Likewise Lyndon Johnson, who had a vision for a just society too, except he called it "The Great Society". In a speech at the University of Michigan on 22 May, 1964 he said this to the students:

"Your imagination, your initiative, and your indignation will determine whether we build a society where progress is the servant of our needs, or a society where old values and new visions are buried under unbridled growth. For in your time we have the opportunity to move not only towards the rich society and the powerful society but upward to the Great Society.

The Great Society rests on abundance and liberty for all. It demands an end to poverty and racial injustice, to which we are totally committed in our time. But that is just the beginning.

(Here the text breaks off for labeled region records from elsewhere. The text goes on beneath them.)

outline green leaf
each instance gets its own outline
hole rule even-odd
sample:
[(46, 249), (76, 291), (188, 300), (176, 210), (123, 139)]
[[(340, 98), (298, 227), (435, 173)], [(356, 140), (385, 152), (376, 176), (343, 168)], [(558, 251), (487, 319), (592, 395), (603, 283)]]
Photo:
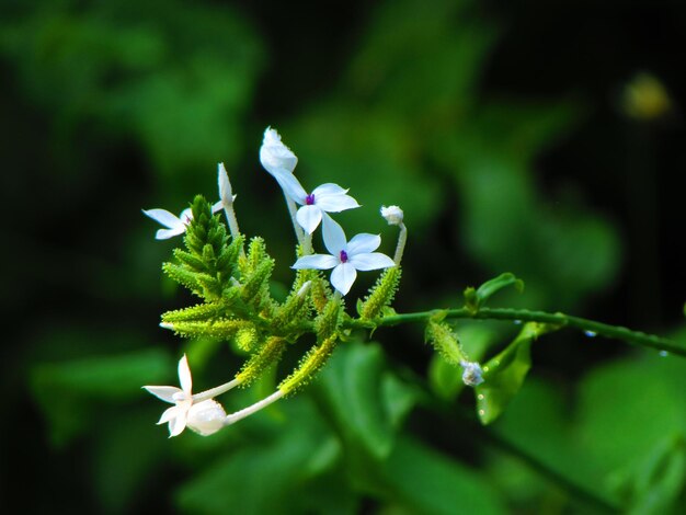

The Great Society is a place where every child can find knowledge to enrich his mind and to enlarge his talents. It is a place where leisure is a welcome chance to build and reflect, not a feared cause of boredom and restlessness. I t is a place where the city of man serves not only the needs of the body and the demands of commerce but the desire for beauty and the hunger for community".

If such sentiments seem foreign to the present polity of the United States we must remember that what changed once can change again.

Either way it would be disastrous for Europe to allow itself to be seduced by the doctrine of the of the American neo-conservatives.

While the United States has been able to escape - so far - the social consequences of its economic structures, both because of the commonly accepted myth of its exceptional social mobility and also because of its profound cultural attachment to particular ideas of liberty which excuse social suffering, no such avenue is open to Europeans.

Belief that the wealthy and propertied have reciprocal obligations to the society of which they are a part goes back to early Christendom. It can rationally be asserted from this that capitalism does not exist independently of society, and that it is proper for the democratic will to be asserted over business and private power. This is the core of the European value system reflected in the social market model of capitalism.

There is currently a debate in process about what is known as "services of general interest". The question is what level of public service provision should remain the responsibility of the government in order to ensure a basic quality of life for all European citizens. It is important, I submit, that this public realm be sufficiently broadly defined to underpin the concept of the just society of which I have spoken tonight.